Möglichkeit 1: Du willst den Schein im Rahmen der Notwehr zurückholen. Da der Angriff auf dein Geld schon beendet ist, scheidet aber die Notwehr aus.

Möglichkeit 2: Du nimmst dem anderen das Geld unter Berufung auf den § 229 BGB - Selbsthilfe - weg. Das setzt allerdings voraus, dass du die Polizei nicht rechtzeitig erreichen kannst und die Verwirklichung deines Anspruchs scheitern würden.

"Wer zum Zwecke der Selbsthilfe eine Sache wegnimmt..., ...handelt nicht widerrechtlich, wenn obrigkeitliche Hilfe nicht rechtzeitig zu erlangen ist und ohne sofortiges Eingreifen die Gefahr besteht, dass die Verwirklichung des Anspruchs vereitelt oder wesentlich erschwert werde."

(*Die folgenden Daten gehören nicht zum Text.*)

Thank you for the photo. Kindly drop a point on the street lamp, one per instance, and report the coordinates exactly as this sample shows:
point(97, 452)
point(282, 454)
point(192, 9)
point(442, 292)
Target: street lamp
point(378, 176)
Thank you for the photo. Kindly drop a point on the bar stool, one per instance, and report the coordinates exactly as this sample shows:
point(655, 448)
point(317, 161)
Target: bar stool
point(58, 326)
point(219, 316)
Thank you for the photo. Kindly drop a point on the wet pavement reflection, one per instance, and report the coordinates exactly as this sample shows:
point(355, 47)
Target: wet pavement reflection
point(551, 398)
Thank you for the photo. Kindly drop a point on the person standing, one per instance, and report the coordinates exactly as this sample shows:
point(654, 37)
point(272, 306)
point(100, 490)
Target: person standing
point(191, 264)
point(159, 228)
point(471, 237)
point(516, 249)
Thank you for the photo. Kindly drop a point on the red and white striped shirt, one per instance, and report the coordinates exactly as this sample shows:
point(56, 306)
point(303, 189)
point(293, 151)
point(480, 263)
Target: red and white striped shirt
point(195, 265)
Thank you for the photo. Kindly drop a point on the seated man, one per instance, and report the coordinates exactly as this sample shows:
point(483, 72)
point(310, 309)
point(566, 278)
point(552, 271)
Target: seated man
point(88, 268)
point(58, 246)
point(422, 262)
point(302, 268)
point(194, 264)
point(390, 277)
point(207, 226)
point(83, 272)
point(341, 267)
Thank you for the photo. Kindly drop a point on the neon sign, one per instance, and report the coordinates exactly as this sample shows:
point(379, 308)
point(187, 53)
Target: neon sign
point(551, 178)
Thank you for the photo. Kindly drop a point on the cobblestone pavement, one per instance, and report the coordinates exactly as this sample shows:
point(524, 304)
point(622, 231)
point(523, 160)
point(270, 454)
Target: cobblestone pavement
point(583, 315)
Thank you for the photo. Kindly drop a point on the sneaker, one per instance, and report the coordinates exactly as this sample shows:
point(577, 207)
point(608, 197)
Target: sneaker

M. E. könntest du dich ausschließlich auf diese Rechtsvorschrift berufen, wenn du das Geld wegnimmst.

Bezüglich der Beiträge, die von einem Diebstahl sprechen: Der TB des Diebstahl würde nur dann erfüllt, wenn der Täter sich einen anderen Geldschein als den geklauten zurücknimmt. Denn nur dann würde das TB-Merkmal der fremden Sache erfüllt. Aber selbst wenn der TB erfüllt würde, der Anspruch bleibt bestehen und die erlaubte Selbsthilfe nach 229 rechtfertigt diesen "Diebstahl".

Dein Beispiel wäre besser, wenn du statt eines Geldscheines einen eindeutig zuordnenbaren Gegenstand nehmen würdest, z.B. dein Fahrrad.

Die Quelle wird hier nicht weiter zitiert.